Halloween is high time for impostors who earn their money on people’s desire to get the best goods for nothing or almost nothing. The scheme is very simple. Scam websites appear for a specific period of time before the holiday and offer the "only today, only here" offers with ridiculously low prices and wonderful discounts. Then get orders and mysteriously disappear. Especially such websites are blooming on different e-commence platforms and Internet marketplaces, where it’s difficult to trace them.
One of Pissed Consumer users fell for this trick with Etsy website:
"Was told i would have my order in time for Halloween.
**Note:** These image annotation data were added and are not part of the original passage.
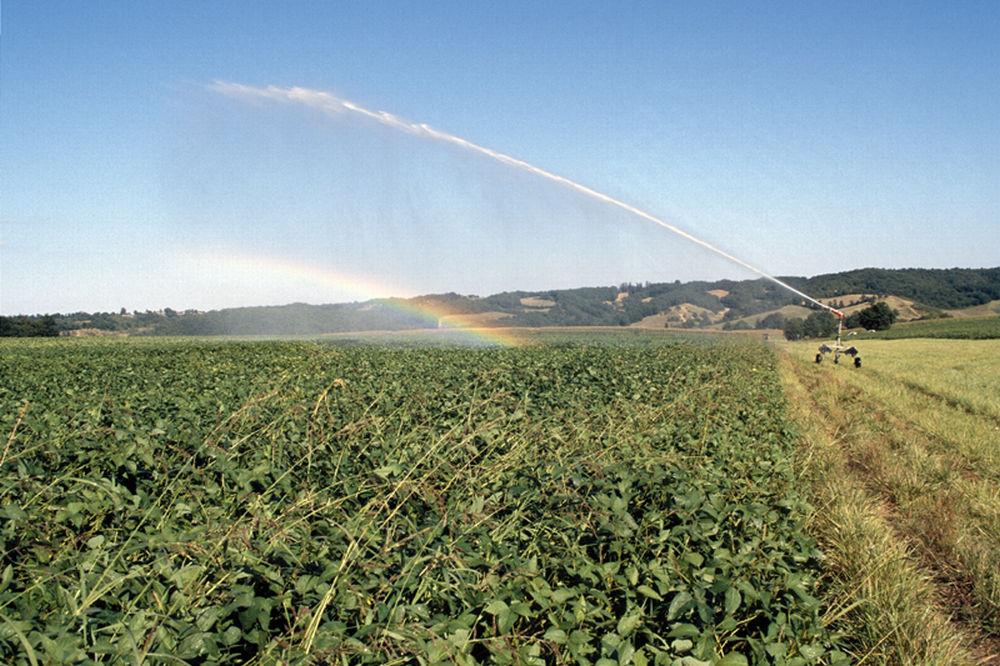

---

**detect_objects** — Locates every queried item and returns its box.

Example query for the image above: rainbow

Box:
[186,252,524,347]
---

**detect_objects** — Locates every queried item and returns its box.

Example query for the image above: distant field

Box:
[781,339,1000,665]
[857,317,1000,340]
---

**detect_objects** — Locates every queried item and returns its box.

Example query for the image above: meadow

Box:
[0,333,849,666]
[780,339,1000,666]
[858,315,1000,340]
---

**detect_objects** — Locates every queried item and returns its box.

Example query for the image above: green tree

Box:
[802,310,837,338]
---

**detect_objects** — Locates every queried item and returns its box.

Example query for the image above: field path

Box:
[779,340,1000,664]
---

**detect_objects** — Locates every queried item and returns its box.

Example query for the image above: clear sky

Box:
[0,0,1000,314]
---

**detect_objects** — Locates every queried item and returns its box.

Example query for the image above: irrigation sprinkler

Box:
[816,304,861,368]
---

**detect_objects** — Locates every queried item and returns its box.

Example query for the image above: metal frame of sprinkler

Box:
[816,304,861,368]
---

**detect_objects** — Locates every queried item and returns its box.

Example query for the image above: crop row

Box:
[0,341,843,665]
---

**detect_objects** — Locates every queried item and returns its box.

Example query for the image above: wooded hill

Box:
[0,267,1000,335]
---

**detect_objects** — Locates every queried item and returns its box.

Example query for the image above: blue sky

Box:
[0,0,1000,314]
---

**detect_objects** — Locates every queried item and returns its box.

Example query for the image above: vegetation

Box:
[3,268,1000,335]
[0,315,59,338]
[844,301,896,331]
[0,334,847,666]
[784,310,837,340]
[858,316,1000,340]
[781,340,1000,664]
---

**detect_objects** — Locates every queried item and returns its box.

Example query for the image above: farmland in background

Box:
[780,340,1000,665]
[0,331,848,666]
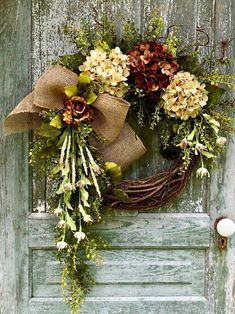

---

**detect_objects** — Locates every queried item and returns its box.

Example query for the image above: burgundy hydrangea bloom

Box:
[129,42,179,93]
[63,96,93,126]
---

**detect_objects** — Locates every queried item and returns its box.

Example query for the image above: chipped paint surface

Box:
[0,0,235,314]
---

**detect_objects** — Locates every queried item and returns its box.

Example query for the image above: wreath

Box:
[5,10,235,313]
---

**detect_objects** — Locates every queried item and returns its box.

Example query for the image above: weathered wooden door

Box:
[0,0,235,314]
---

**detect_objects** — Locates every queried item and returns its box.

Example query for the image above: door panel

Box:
[0,0,235,314]
[29,213,210,314]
Ordered in plenty of time. Now the owner of the shop will not return my messages and her site is no longer up. I have no idea if rhe item will arrive or not. Other reviews complain of the same thing…"
Pissed Consumer tip
Listen to your intuition first. If the offer seems too good to be true, it usually is. To avoid such a website scam:
- Compare prices on similar stores that deal with seasonal sales.
- Examine carefully the site you’ve found the offer on. First, check the physical location. There must be a clear address, where the business is registered and the phone number for enquiries.
- Make sure if the site is secure in case you want to pay with your credit card. The company URL should contain prefix "https://". However, it’s better not to share your card information with unknown sources and to pay via PayPal.
- Check the seller’s feedback rating, if the website is on the e-commence platform.
Our Pissed Consumer team wishes you lots of fun on Halloween and not to be involved into any horror shopping story. Always remember, that it’s better to be safe than sorry and to be careful every time and everywhere.
While every effort has been made to ensure the accuracy of this publication, it is not intended to provide legal, medical, accounting, investment, or any other professional advice as individual situations will differ and should be discussed with an expert and/or lawyer.